Curtis Trimble - Analyst
On the rig side, are the contractors at the point yet where they will exchange term for day rate?
Alton Heckaman - EVP & CFO
We're not doing term contracts. We haven't been for quite some time, maybe two years.
Curtis Trimble - Analyst
But are they offering up that opportunity for a lower day rate, i.e., going down 40% if you will take it for six months?
Bob Banks - EVP, COO
Yes, probably, as Mike said, probably 30% to 40% range, with no term type contract.
Curtis Trimble - Analyst
Okay. Very good. Also, will you tell me what you paid for the recent acreage additions in Eagleford?
Alton Heckaman - EVP & CFO
That's a good question. I think what we really need to say there is we're still actively acquiring acreage for the area, and the historic acreage cost has been higher -- the current acreage cost has been much higher than history. In the past you could get acreage costs down there for $50 to $75 an acre. There are some areas you can still do that, but not very many, and because we've got an active program, I'd hesitate to put a price on everything.
Curtis Trimble - Analyst
I understand. I appreciate it.
Operator
Our next question is from the line of Jeff Robertson.
Jeff Robertson - Analyst
Thanks. I'm sorry if you all talked about this earlier, but the 120,000 acres you have that are prospective for the Olmos, Terry, is much of that developed with vertical wells, or is that all prospective for this potential horizontal play?

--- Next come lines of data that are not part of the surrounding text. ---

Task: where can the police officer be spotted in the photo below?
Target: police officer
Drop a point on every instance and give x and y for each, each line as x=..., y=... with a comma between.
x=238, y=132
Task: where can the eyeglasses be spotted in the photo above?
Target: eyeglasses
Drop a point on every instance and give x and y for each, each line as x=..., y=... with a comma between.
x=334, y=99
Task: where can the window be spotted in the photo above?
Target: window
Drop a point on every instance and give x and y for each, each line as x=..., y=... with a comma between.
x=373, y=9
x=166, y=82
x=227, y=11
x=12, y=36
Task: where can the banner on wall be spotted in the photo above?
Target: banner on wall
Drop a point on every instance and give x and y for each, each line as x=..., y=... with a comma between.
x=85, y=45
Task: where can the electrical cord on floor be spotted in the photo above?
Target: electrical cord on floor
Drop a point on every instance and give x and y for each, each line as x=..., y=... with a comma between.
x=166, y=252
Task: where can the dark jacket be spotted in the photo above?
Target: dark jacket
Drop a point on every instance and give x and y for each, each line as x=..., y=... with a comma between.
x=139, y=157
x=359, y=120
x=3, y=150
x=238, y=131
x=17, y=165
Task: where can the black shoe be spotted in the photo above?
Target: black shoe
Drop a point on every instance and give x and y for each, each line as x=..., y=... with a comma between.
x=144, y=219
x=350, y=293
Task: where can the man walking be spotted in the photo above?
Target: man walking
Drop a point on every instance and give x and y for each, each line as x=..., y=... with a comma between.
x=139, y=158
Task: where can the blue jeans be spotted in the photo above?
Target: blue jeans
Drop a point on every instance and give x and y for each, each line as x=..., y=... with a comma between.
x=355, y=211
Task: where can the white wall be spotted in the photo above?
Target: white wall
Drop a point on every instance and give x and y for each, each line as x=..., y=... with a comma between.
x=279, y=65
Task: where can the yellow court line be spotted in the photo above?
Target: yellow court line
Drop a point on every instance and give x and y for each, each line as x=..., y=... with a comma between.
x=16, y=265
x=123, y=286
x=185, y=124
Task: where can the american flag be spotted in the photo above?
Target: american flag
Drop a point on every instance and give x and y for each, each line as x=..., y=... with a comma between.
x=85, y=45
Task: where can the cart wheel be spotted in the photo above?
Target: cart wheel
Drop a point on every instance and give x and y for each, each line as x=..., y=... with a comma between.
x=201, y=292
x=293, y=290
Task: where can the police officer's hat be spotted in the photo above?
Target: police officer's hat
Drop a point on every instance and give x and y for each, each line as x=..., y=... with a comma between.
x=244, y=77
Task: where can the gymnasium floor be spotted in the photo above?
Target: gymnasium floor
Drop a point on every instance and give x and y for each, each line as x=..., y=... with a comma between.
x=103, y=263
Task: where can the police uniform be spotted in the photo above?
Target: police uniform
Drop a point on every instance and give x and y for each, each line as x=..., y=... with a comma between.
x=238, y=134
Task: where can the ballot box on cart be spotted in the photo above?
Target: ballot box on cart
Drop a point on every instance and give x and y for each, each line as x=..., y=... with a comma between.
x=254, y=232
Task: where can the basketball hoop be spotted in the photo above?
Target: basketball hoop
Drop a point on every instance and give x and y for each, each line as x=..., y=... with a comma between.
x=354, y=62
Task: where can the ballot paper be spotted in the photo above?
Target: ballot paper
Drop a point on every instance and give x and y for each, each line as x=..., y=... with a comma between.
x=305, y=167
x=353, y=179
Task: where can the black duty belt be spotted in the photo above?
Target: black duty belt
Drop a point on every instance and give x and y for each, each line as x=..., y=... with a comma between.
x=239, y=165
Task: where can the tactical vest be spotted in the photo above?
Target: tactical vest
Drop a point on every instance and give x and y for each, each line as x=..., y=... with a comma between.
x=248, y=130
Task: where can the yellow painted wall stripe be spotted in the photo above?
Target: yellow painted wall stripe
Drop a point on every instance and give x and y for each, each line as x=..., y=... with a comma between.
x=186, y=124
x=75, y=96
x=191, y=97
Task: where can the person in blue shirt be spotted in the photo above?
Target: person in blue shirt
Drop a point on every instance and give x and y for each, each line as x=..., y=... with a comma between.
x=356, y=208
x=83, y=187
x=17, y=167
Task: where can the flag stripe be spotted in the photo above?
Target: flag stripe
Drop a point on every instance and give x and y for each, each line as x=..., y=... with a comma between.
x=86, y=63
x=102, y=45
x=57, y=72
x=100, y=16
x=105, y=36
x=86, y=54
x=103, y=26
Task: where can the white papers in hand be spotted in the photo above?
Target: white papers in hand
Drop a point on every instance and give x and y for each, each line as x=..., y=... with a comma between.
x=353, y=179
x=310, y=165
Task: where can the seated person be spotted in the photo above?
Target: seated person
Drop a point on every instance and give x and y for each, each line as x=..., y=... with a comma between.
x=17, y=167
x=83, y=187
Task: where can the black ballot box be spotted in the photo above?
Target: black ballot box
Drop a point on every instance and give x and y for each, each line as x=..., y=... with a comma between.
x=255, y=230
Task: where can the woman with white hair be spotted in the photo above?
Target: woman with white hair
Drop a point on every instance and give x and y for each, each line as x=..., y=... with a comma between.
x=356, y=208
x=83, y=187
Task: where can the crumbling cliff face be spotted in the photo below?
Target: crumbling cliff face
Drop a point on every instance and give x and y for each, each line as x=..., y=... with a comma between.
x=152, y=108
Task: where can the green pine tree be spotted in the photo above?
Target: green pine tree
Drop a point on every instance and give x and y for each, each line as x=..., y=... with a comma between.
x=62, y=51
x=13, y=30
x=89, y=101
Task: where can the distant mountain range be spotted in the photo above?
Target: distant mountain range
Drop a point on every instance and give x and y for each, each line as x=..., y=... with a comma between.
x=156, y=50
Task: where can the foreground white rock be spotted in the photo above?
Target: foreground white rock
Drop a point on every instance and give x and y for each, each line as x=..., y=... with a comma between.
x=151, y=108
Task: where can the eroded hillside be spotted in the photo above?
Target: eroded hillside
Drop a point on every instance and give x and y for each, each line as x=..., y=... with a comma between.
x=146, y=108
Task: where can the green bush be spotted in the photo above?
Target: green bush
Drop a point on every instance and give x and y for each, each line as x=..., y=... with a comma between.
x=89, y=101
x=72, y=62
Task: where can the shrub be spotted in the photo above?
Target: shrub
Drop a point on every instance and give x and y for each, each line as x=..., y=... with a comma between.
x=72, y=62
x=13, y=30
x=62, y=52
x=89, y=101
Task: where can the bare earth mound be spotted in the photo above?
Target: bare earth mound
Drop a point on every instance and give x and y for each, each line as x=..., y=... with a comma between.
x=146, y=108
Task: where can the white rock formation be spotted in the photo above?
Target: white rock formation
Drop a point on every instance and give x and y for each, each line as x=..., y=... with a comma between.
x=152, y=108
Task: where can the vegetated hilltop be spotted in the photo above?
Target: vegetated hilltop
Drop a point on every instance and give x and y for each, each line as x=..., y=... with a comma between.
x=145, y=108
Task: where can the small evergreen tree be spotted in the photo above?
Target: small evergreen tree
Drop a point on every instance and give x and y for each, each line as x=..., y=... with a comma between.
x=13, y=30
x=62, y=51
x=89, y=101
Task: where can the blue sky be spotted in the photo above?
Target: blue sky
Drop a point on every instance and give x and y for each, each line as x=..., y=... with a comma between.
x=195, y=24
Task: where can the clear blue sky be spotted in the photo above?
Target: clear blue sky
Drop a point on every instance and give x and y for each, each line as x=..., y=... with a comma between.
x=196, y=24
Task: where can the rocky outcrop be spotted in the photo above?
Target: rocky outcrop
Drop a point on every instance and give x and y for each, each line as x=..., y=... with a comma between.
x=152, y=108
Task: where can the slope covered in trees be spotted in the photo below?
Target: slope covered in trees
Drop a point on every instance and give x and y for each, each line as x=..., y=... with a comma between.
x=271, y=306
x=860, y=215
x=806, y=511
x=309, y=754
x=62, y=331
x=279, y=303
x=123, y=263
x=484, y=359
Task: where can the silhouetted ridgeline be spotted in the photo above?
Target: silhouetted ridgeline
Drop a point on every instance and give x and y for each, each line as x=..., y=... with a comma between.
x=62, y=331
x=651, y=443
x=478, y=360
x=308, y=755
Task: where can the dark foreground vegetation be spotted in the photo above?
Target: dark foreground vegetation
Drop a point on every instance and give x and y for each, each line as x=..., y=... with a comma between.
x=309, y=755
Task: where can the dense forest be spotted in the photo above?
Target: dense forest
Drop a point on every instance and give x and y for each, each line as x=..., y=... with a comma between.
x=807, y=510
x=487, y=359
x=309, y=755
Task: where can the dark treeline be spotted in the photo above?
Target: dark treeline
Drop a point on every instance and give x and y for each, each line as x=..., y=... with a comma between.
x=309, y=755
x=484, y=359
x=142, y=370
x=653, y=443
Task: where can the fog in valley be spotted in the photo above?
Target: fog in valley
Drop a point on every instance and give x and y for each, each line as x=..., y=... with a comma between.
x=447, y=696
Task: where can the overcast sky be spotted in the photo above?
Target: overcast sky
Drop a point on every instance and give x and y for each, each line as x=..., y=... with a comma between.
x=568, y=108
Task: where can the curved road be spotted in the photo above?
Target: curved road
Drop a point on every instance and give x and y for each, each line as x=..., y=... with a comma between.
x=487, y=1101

Terry Swift - Chairman and CEO
A good bit of that is over in the Briscoe area as well as AWP. In the AWP area itself, I would say probably of the 120,000 acres, we probably have about 45,000 to 50,000 acres that has not been drilled out on the vertical side. So big, big chunk of the 120,000 is in the AWP area proper, and does not have vertical wells in it. And a big chunk of it is over in the Briscoe area and probably another 6,000 or 7,000 acres in the TSH Sun area. But we have considerable HBP acreage position also in the AWP area. And some of that HBP position actually has -- which is held by Olmos production, some of it is prospective for the Eagleford as well. So it's quite a mix depending on whether you are looking at Eagleford or you're looking ta Olmos, but when we're referring to the upside in the Olmos we're not contemplating going back and drilling horizontal wells where we've drilled the vertical.
Jeff Robertson - Analyst
Okay. And the 45,000 acres for the Eagleford, just to be clear, is that included in the 120,000, or is that separate acreage?
Terry Swift - Chairman and CEO
Well, that's good question. Generally all of our Eagleford acreages, as we refer to it, also has Olmos (inaudible) with the exception of some HBP position which might be about 15,000 of it that's in AWP.
Jeff Robertson - Analyst
Okay, thank you.
Operator
Presenters, there are no further questions at this time.
Terry Swift - Chairman and CEO
If there are no questions, let me just follow up on that earlier question about future development costs that we had estimated around $750 million. The actual number is $729 million of future development costs in the reserve base. Leo, I hope you're still listening. And if there are no other questions, then we really appreciate everybody's time, attention, and support, and I'm looking forward to seeing those of you that will make it next week.
Bruce Vincent - President
Thank you.
Operator
This concludes today's conference call. You may now disconnect.